November 18, 2007

Kicking HIT Leadership Up a Notch

As I've previously stated, we are in the process of bringing up an IT governance council with the C suite of the Health System. This process of transforming the IT organization needs new skills and thought patterns. As we are currently in discussions with what process to use, and what criteria to prioritize against - the five pillars provided a good straw model for a dialogue with the execs. I can see these criteria beginning to align with the objectives of this year.

  1. Bring up the new hospital
  2. Make the financial numbers
  3. Develop the strategic plan for the next three to five years

Simultaneously, we are working towards changing the attitude and culture of the IS department. Management engineering is hard but very rewarding work. We have developed a PM101 class here. The first class was a good start including the regional PM, and our CSC partners PMs. The team leads and PM's of the organization all agreed to the value of the concepts.
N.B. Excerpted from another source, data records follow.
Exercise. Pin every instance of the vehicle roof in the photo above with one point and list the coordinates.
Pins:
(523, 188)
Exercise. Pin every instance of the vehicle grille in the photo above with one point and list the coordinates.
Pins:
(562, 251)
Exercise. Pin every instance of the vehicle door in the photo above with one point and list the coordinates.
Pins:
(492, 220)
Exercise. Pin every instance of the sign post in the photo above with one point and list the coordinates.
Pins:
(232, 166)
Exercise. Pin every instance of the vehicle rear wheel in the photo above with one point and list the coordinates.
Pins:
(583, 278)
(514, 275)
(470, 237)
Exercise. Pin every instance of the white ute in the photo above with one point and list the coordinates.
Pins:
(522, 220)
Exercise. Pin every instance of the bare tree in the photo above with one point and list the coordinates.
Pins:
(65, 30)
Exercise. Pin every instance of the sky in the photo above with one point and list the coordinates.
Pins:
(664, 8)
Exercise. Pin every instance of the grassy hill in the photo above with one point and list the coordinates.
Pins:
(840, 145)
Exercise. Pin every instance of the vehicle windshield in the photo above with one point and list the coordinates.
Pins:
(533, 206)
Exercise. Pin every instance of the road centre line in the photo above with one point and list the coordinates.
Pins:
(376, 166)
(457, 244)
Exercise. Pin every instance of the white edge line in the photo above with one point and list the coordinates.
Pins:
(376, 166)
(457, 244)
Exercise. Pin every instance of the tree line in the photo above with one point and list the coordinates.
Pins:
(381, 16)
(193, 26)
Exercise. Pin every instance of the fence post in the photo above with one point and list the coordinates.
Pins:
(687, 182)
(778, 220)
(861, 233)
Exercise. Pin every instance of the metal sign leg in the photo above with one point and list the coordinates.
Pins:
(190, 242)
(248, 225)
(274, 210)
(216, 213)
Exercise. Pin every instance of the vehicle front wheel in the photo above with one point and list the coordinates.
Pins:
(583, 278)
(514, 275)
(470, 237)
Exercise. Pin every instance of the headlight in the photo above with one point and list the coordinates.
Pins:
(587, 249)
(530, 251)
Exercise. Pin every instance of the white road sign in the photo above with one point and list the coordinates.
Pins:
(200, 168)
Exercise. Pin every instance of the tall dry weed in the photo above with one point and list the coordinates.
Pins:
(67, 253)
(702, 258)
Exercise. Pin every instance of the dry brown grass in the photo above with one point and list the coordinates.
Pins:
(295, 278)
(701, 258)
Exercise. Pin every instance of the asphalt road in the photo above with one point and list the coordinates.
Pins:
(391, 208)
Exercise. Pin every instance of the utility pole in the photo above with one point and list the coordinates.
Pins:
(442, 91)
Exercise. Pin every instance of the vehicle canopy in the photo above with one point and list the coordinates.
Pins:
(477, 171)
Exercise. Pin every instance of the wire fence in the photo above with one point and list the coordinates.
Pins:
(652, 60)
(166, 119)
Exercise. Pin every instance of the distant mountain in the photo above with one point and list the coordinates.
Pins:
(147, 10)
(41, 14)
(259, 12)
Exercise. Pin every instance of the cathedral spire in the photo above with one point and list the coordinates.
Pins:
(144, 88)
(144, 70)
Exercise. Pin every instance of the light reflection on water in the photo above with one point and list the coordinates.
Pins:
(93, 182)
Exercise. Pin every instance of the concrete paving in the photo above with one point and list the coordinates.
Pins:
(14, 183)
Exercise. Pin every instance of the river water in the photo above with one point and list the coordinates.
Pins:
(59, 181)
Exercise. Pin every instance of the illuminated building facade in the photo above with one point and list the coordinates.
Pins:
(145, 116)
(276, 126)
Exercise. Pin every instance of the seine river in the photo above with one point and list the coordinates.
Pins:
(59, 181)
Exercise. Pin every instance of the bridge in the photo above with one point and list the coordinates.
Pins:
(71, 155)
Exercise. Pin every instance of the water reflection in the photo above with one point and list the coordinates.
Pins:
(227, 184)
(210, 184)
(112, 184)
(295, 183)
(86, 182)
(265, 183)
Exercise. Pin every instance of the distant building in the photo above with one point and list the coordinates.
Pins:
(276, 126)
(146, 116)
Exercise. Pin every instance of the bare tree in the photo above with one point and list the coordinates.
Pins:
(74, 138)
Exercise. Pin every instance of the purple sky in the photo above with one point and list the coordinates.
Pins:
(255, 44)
Another item we are starting is a project bulletin board. It basically contains for all projects, the basics - who, what, when, where, how and why. I'll share more on the bulletin board later as it is a good mechanism. Culturally to overcome the resistance, we are having a contest among the teams. The winning team is given chocolate from the losing team. (Managers buy the chocolate) We have increased steadily in the updates periods. (10 % to 33% to 55%) Hopefully this go round, we will have close to 100%.

Additionally we have set up a project governance council, including all the information services leadership including systems, technology, and our CSC vendor partner PMs. We review new processes, projects which have a red or yellow status, and new projects. For the bulletin board, now new projects must have a scope, charter, and schedule with committed resources before becoming active. In order for management to remove resources a scope change must be completed and approved.

For new requests, we have also implemented a work authorization system, with a short and long form. The short firm is a preliminary business case, and the long form has the ROI.

Things are changing, and the change is good. I'm concerned however in that the guiding coalition seems frail. As a team we will have to come together to move the organization forward, and put those petty differences aside.